From the newest monastery in the valley to the oldest, the last official stop was at the 14th c Dumtseg Lhakhang Stupa. This site was restored, again under the patronage of a queen, just prior to the pandemic.  It still has the old feel, but the images on the interior walls are now visible, whereas I am sure that they weren’t clear prior to the renovation. This stupa is interesting in that as one makes the interior kora, there are wooden ladders with very small rungs that to the next level where there is another set of paintings telling another set of teachings, and then that kora leads to yet another wooden ladder that goes to where on the outside the spire is and on the inside a final set of teaching images.  The pillar in the center and the walls are completely covered with imagery.  The pillar in the middle represents the axis mundi of the world and the circumambulation the perpetual changing nature of reality. It was a fitting message for my last Bhutanese temple.

Before going back to the hotel, I wanted to get a book specifically on the Bhutanese deities, but our search for one at the three places that sold books, was unsuccessful. It’s possible that I’ll find one in Nepal.
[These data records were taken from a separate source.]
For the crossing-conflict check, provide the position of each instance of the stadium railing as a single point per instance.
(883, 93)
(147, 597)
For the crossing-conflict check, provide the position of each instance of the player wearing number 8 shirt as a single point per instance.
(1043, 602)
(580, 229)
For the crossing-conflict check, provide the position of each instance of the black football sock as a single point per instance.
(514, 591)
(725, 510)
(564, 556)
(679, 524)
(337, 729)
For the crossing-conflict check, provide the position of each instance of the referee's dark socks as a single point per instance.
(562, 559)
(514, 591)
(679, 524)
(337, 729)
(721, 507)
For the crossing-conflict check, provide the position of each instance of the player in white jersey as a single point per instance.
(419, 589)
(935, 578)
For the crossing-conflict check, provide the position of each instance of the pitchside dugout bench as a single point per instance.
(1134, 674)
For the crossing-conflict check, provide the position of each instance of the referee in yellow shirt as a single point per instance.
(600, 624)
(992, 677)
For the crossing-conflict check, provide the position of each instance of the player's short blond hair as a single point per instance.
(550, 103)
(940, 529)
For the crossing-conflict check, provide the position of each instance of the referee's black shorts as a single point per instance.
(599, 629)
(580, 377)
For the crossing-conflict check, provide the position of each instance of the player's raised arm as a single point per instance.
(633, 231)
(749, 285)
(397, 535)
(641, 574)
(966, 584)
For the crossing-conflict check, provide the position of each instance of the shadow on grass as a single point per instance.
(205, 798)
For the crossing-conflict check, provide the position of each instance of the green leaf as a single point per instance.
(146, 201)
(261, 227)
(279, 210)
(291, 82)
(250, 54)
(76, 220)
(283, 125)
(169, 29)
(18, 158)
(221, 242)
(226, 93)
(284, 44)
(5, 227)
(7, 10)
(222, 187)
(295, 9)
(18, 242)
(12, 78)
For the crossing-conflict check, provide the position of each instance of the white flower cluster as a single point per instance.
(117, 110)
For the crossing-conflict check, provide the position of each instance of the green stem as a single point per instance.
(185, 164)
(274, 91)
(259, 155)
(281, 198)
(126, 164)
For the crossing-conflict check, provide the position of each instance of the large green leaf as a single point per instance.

As far as final impressions go, I found Bhutan to be a deeply religious country. This is partially due to the incredible number of laws that promote religious ritual as well as due to tradition. In one of the shops selling thangkas, I was struck by a poster that had an image I’d not seen before and asked what it would cost. I was told by the shop owner that the image wasn’t for sale as that was on her personal altar. There was no visible demarcation between her shrine and the paintings she had for sale.  Then in the grocery store where we stopped to get water, there was a shrine next to the cooler with drinks and a stuffed yak on top of the cooler. These are things, I haven’t seen anywhere else in the world. The landscape from Paro to Thimphu does have a mystical quality to it and the blending of myth with history appears to be alive and well here. Phurba mentioned how the country is struggling to modernize with a young population that wants to leave as they don’t see how they can make a living in Bhutan. This problem is coupled with the migration from the villages to the urban centers, emptying the agricultural heartland of the country. Thimphu, like Kathmandu, seems to have mushroomed over the past few years while the basic population of the country, ca. 700 thousand, has stayed more or less constant. The balancing act between India and China is a constant source of worry for the government. The new policy and fee for foreigners has the tour agents very concerned, and rightly so, and most believe that it will either lead to what the government hopes is an elite foreign clientele, or to a tremendous loss of tourists. Time will tell. Tourism makes up a sizeable portion of the nation’s income, so a major deficit in this area, as has been the case during the pandemic, could lead to other issues. From what I could gather, Bhutan is facing a number of challenges, but the people are determined to master them, guided by a deep religious faith and trust in the King.

 I want to thank Michal and the staff at Firefox Tours and Travel for all their help making my visit enjoyable and educational.